Atlanta et ce qu'on peut en dire



Par Ganjaman - photos copyright Simon Cudby

Atlanta et ce qu'on peut en dire

Une bataille de folie, une controverse impliquant James Stewart, des block-pass et des crashs et l'ouverture de la cote est, Atlanta a été fidèle à sa réputation de course qui compte dans le calendrier. On s'ennuie pas, en SX US.

Si le Man Above n'est pas tendre avec son ouaille Trey Canard, il est compatissant avec Ryan Dungey. Car il en a fallu, des circonstances favorables, pour que le leader du championnat remporte une nouvelle victoire, et creuse un peu plus un écart de points
qui va vite être insurmontable, hors blessure évidemment. Ok, RD sait se mettre dans les meilleures conditions. Déjà, il part systématiquement bien, ce qui représente une bonne partie du boulot. Mais quand même... Il paraissait plus triste que son pote Musquin se soit fait battre que content de sa propre victoire, allant même jusqu'à déclarer que MM était « le vrai vainqueur ce soir. » Ce n'est pas ce que retiendra l'histoire, en tout cas.

Faut dire qu'on y a cru longtemps, à cette première victoire française depuis Indianapolis 2002. Parti devant, Marvin a tout de suite creusé un petit écart le temps qu'RD recolle, avant de lutter jusqu'à ce dernier tour face à un Dunge pas spécialement prêt à tout pour le passer, bien posé sur ses 22 points face à « son ami » insignifiant au provisoire. C'est beau, l'amitié entre hommes. Marvin était de loin le pilote le plus créatif sur le circuit, utilisant des trajectoires d'un autre monde. Son petit intérieur avant le mur, notamment, était juste magnifique, et plus rapide que l'exter. La série de whoops avalée en deux jumps était tout aussi magique. J'ai été moins convaincu par son 3/2 avant le dragon back, même si ça ne paraissait pas spécialement beaucoup moins rapide que le 3/3. Disons que c'était inhabituel, d'autant que c'était bien le premier 3 en sortie de virage qui était le plus délicat à envoyer. C'est d'ailleurs ce saut qui lui a coûté la victoire. Aidé, en cela, par James Stewart. Pas habitué à prendre un tour, le James, et ça s'est vu. Il lui a fallu deux séries de whoops, la ligne droite de départ et autant de drapeaux bleus pour consentir à légèrement resserrer son virage avant l’enchaînement crucial. Ça fait beaucoup, d'autant qu'il n'avait aucune pression venue de derrière. Et qu'honnêtement, il n'en avait sûrement rien à carrer de terminer 14 ou 15e...

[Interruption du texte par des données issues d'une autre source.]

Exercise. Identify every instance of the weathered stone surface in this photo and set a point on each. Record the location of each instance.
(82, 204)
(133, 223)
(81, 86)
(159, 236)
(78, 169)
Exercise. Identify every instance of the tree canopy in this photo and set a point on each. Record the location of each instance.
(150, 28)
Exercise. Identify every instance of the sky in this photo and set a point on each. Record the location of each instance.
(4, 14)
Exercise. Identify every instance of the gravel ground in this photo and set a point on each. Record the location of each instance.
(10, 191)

Bref, il a bel et bien coûté la victoire à Marvin, même si ce dernier a aussi ses torts dans l'action. Le plus grand ? Avoir essayé de faire 3 malgré tout, alors que faire 2/3 aurait suffit largement, puisque Dungey était gêné également. Sûr que c'est plus facile d'ici, au chaud devant son PC, que dans le feu de l'action... Il n'empêche qu'il n'y a que du positif à en tirer. MM sait maintenant qu'il a la vitesse et l'endurance pour gagner, même avec le grand patron du championnat qui respire ses gaz d'échappement pendant 20 tours. Avec sa prestation tout aussi météorique de la semaine dernière, ça fait deux courses de suite qu'il postule à une place de boss dans cette catégorie. Ça doit donner confiance, j'imagine.

MM sait maintenant qu'il a la vitesse et l'endurance pour gagner, même avec le grand patron du championnat qui respire ses gaz d'échappement pendant 20 tours. Avec sa prestation tout aussi météorique de la semaine dernière, ça fait deux courses de suite qu'il postule à une place de boss dans cette catégorie.

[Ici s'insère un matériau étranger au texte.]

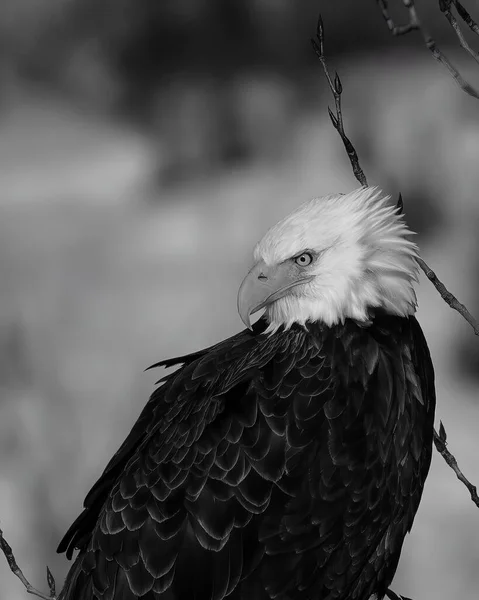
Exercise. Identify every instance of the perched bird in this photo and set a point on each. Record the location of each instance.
(288, 461)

Il m'a fallu rechecker les classements pour voir qui avait finalement hérité de la troisième marche du podium, tellement la course a été intense devant. Ce vieux renard de Reed, qui ne cesse de se réinventer, a su tirer profit d'un bon départ pour se placer, sans perdre d'ailleurs trop de temps face aux deux leaders à partir du cinquième tour. Et termine pour la 248000e fois sur un podium de SX US, à l'endroit même de sa dernière victoire. Fort.
Davi Millsaps est mine de rien en train de réussir sa meilleure saison depuis 2013. A la rue l'an dernier, payé chichement chez BTO, c'est pourtant lui qui ramène les meilleurs résultats au team depuis le début de la saison. Moyennement parti, il a su tirer profit du carnage derrière pour prendre l'avantage sur son coéquipier Brayton et arracher une belle quatrième place. Et le bonus qui va avec.

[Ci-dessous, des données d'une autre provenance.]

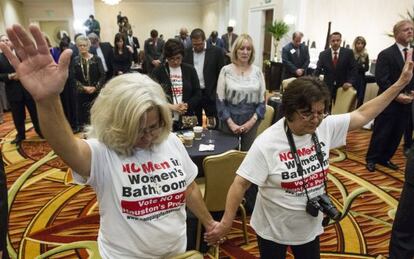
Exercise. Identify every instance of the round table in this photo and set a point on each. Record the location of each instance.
(222, 142)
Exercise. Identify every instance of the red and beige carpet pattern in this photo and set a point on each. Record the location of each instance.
(50, 217)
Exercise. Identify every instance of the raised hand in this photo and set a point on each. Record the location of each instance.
(217, 234)
(407, 72)
(35, 67)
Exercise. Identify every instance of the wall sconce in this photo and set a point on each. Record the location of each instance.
(111, 2)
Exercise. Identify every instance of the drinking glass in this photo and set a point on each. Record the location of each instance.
(211, 124)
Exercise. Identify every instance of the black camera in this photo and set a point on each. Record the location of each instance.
(324, 204)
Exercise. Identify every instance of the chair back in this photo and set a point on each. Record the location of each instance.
(286, 82)
(371, 91)
(267, 120)
(219, 173)
(345, 101)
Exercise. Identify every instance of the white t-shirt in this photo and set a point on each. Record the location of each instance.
(176, 78)
(279, 214)
(135, 220)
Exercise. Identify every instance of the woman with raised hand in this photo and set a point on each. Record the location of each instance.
(289, 163)
(142, 174)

Brayton retrouve donc le top 5, avec aussi une victoire en heat à son crédit. Pas mal. Sa facilité dans le difficile enchaînement 3/3 avant le dragon back était assez bluffante. Technique, le gars, ça ne fait aucun doute.
Parti quinzième, Ken Roczen n'a pas pu faire mieux que sixième. Autant dire que la vague de confiance accumulée après sa belle victoire de la semaine passée a vite disparu. Et même s'il est bien remonté, il n'a pas non plus fondu à travers le pack. Bref, soirée à oublier, et encore des points de perdus.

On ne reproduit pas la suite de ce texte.